Their demonic bodies, untiring and resilient, fueled by energies both dark and strangely vital, allowed the desperate embrace to stretch for what felt like an eternity, a stolen lifetime compressed into a few precious, rebellious hours. Each touch was a defiance of Rui’s cold control, each shared breath a secret victory against the oppressive darkness of their unlives. There was a sadness to it, a profound melancholy born of their hopeless situation, yet beneath it lay a spark of pure, defiant warmth, a fragile assertion of life and connection in the very heart of their shared hell. It was a desperate, beautiful, and terrifying thing.
In the quiet, pre-dawn hours, as they lay entangled in the shadows of Jack’s tattered room, a fragile peace settled over them. The bond, already deep, had been irrevocably transformed, sealed by an intimacy that was both a comfort and a terrifying liability.
The Spider Mother, from the depths of her own sorrow, often watched them in the days that followed. Jack would catch her gaze lingering on him and Saya when they exchanged a quiet word, or when a fleeting, unconscious touch passed between them as they performed their dreary household duties. Her eyes, usually wide with a constant, numbing terror, would sometimes fix on them with an unnerving intensity. Jack had initially misinterpreted that look, his System noting her own demonic needs. But as he observed her more closely, he saw it wasn’t simple predation.

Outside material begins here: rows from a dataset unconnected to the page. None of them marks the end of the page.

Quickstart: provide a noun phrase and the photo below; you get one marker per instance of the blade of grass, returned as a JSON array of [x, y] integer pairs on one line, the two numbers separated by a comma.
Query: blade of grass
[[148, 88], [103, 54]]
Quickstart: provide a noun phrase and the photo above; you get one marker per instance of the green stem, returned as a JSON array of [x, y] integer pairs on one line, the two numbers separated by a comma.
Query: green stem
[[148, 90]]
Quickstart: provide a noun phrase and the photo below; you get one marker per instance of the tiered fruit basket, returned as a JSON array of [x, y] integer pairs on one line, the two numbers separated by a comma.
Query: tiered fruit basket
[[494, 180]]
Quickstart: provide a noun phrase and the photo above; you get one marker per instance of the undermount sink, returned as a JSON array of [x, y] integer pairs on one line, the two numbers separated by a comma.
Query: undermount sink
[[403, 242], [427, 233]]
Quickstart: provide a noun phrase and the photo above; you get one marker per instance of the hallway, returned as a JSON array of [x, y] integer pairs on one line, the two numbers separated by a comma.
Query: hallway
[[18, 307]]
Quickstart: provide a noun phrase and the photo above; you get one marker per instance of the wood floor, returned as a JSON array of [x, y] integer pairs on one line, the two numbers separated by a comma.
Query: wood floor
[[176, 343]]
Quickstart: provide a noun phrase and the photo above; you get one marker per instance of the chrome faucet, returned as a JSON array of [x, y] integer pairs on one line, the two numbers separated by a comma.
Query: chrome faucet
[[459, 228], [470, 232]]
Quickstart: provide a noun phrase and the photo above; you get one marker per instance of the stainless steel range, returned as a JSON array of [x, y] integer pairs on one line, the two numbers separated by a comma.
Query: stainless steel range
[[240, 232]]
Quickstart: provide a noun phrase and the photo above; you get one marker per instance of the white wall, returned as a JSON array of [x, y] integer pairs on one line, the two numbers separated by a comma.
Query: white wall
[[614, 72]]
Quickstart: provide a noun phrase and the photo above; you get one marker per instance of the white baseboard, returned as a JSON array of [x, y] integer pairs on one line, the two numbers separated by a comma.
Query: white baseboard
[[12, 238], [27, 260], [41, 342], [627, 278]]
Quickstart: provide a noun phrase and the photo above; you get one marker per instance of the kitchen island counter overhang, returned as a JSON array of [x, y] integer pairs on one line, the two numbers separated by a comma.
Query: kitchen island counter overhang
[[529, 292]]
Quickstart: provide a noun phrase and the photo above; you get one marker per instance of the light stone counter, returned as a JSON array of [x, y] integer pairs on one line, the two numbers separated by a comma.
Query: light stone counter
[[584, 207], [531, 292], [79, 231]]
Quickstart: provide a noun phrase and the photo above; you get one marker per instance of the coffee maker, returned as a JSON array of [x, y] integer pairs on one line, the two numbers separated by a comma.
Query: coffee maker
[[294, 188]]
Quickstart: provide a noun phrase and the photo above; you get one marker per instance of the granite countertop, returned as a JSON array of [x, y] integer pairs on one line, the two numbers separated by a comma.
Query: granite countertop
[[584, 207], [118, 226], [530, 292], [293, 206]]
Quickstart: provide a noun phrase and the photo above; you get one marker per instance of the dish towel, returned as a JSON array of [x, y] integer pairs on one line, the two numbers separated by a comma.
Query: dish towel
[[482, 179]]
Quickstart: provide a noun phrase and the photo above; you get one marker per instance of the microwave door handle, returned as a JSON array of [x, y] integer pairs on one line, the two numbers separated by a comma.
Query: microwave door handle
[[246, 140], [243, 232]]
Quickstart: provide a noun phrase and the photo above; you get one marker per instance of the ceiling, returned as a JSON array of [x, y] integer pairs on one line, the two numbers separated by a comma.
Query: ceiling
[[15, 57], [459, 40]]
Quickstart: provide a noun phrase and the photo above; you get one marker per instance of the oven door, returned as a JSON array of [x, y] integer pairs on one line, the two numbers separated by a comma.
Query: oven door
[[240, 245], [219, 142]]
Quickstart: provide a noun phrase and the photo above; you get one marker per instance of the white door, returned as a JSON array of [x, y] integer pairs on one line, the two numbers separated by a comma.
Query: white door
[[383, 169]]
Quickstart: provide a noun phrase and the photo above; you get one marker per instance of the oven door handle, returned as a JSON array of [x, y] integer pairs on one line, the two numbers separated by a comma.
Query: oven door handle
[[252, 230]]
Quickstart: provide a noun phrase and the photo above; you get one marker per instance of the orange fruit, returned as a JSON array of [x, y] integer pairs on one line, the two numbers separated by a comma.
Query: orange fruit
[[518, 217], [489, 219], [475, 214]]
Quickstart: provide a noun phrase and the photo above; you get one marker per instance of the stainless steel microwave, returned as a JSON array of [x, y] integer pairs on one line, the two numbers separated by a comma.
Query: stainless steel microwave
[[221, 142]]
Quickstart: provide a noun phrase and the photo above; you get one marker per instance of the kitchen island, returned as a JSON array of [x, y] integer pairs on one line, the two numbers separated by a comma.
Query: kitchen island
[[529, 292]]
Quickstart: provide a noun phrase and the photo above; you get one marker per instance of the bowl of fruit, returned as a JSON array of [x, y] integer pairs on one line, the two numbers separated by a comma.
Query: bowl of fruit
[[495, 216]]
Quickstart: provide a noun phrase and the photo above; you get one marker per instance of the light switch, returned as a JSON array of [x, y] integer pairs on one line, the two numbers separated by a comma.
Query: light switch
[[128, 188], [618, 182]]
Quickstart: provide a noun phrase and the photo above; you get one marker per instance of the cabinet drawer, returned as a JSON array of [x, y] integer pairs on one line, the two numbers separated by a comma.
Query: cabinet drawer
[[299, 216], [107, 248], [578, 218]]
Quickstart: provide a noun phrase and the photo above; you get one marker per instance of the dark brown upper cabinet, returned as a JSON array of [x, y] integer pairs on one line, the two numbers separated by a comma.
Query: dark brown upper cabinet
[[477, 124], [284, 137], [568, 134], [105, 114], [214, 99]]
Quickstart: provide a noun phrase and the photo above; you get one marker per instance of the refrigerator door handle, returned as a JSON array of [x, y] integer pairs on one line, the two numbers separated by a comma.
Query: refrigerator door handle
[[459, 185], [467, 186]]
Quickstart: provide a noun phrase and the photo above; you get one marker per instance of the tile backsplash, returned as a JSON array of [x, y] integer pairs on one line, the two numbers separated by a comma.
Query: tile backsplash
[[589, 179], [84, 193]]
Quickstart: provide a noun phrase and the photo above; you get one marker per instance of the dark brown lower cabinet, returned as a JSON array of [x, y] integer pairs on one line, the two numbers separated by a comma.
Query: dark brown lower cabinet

In those dark, hauntingly beautiful eyes, he began to discern a complex, almost agonizing tapestry of emotions: a wistful, sorrowful longing, perhaps for a connection she herself had been denied or had tragically lost centuries ago; a vicarious, almost painful flicker of warmth as she witnessed their fragile, stolen moments of affection; and always, underpinning it all, a profound, chilling fear for them, for what Rui, in his possessive, paranoid cruelty, would do if he ever suspected the true depth of their secret, rebellious bond. She, more than anyone, understood the price of Rui’s ‘love.’
The air in the Spider House grew heavier still, charged with unspoken secrets and the ever-present threat of discovery. Jack’s affection for Saya was a dangerous, warming fire in the cold, dark prison of their unlives, but he knew, with a certainty that chilled him to the bone, that if they weren’t careful, its flames would not only illuminate their darkness but also attract the lethal attention of the one who considered them all his puppets on a string.